You might wonder how is it that a highly trained truck driver could operate their vehicle so recklessly as to cause your truck accident. The truth is that no matter how skilled a truck driver may be, they are still subject to simple stresses such as fatigue. You know that strict hours-of-service regulations exist to help prevent truck driver fatigue. Yet a case involving a seemingly drowsy truck driver may not necessarily mean that they were in violation of them.

The 100 air-mile radius provision

There are exceptions to the standard hours of service regulations set forth by the federal government. The most well-known of these may be the 100 air-mile radius provision. According to the Code of Federal Regulations, this exempts a driver from following the regular regulations (including keeping driving logs) when the driver’s route does not venture outside of a 100 air-mile radius of their point of origin. In addition, the driver must return within 12 hours of their route commencing in order for this exception to apply.

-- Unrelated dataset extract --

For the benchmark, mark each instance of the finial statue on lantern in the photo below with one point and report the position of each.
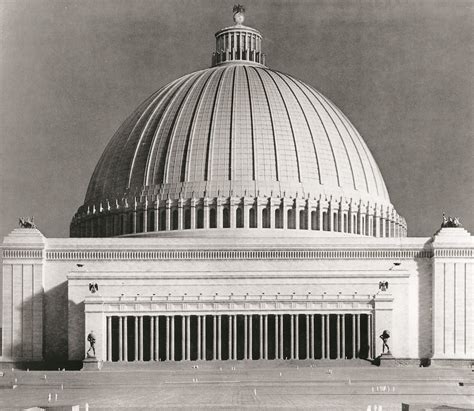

Examining other common exceptions

Several other special exceptions exist that allow truckers to exceed their normally mandated working. For example, if the truck driver that caused you accident was driving in adverse weather conditions, then the law allows them to work for two hours beyond their normally mandated driving time in order to accommodate them. In addition, you should also remember that standard hours-of-service regulations do not apply to vehicles with a gross vehicular weight under 10,001 pounds.